Perhaps the second impulse is informed by the notion that software is not really real, not really a material object, and therefore not really what museum collections are about? And if so, shouldn’t we really think quite differently about computer programmes? Information technology, digitalisation, and the internet is obviously challenging ideas about materiality and about the singularity of objects, and therefore the nature of museum collections. Software, not to mention the endlessley varies ways in which software is configured in specific settings, are highly contingent and preliminary constituents of the material aspects of recent biomedicine. And in my view, it is something that cannot be done justice to through representations like manuals or screen dumps. So, should curators regard software as secondary to more traditional objects (and thus to accept objects that are missing their software), or should fully functional software (at least in principle) be a requirement for new acquisitions?
28 Nov 2007 Søren
In the Computer History Museum’s (in Mountain View, Ca.) searchable collection catalogue I found items like:
Record 14 of 148
Title: Excel for Windows
Format: Software
Version: 2.1
Publisher / Manufacturer: Microsoft Corporation
Category: application:data-manager:spreadsheet
102642851
Gift of Ben N. Wilson
I cannot imagine they are not keeping machines that can run it. But would they be interested in collecting a Perkin Elmer HTS 7000 Bio Assay Plate Reader and the associated software? Even if this PE plate reader together with the software could in fact be classified as a computer, I guess the Computer History Museum would rather see it as a biotech analytical apparatus outside their collection focus. (And furthermore Perkin Elmer is not a Silicon Valley company :-)
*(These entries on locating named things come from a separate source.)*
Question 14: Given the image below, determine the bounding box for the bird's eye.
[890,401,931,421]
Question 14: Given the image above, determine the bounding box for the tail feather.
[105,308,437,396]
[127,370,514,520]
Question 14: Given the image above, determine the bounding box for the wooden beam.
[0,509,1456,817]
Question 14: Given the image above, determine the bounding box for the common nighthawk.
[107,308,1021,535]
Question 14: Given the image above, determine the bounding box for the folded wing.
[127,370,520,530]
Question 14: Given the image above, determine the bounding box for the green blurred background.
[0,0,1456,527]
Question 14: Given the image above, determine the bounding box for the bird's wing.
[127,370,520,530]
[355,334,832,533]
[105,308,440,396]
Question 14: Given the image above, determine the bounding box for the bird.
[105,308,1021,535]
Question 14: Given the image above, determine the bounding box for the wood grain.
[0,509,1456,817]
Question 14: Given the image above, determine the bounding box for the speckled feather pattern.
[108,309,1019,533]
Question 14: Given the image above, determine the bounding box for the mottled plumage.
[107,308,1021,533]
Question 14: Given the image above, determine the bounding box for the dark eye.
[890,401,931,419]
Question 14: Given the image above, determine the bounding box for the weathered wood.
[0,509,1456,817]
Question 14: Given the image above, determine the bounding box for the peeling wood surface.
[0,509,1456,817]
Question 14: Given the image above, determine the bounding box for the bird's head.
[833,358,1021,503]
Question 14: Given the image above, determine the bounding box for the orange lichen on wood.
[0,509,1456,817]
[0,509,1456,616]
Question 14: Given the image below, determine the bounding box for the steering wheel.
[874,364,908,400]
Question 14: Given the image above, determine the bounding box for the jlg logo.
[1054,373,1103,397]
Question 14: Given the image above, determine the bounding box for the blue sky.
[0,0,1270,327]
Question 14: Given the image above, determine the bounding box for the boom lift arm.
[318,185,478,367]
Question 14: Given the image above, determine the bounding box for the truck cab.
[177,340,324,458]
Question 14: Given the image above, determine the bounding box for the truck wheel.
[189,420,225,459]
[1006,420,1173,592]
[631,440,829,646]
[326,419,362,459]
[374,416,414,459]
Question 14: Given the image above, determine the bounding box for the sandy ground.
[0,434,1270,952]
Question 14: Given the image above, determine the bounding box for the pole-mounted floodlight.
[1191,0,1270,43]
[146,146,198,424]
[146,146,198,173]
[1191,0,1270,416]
This is the type of thing that we’re always debating in the Nat’l Museum of Health & Medicine. Personally, I’m usually in favor of taking them - as Soren said, you’re not planning on running the thing in the future anyway, even if you were capable of doing so. Black (or white in this case) boxes are boring, but without artifacts to hang a story on, what’s the point of having a display?
speaking for myself of course.
This particular item seems worth keeping if only for the interesting story surrounding its use and eventual breakdown. The object seems perfect to illustrate aspects of laboratory life and the biomedical technological development.
It illustrates a problem that almost all computer users can relate to - that of software being discontinued, the impossibility of finding software updates for outdated programs, the lack of support for programs across platforms (just think about the problems Microsoft has had with updating Vista), having well-functioning hardware that you basically have to discard as junk, and so on. These things say as much about laboratory life and the development of biomedicine in general as more ’succesful’ objects - it illustrates a whole set of issues about obsoleteness, which would make for an interesting topic for an exhibition.
Pushing the image a little further, the transient nature of software seems to illustrate something about the transient nature of knowledge and of scientific knowledge building. Researchers ‘run’ different programs (from post-structuralist to post-genomic) which at their installation seems futuristic and virtually open-ended in scope and usability. Over time people do impressive things with it, tinker at the user interface, but slowly the limitations of the software become apparent as new questions arise that require new answers. And a new generation of software becomes installed in the wetware.
Where that leaves us regarding the collection of software, however, I really don’t know. Yet another item on the laundry list of things to figure out.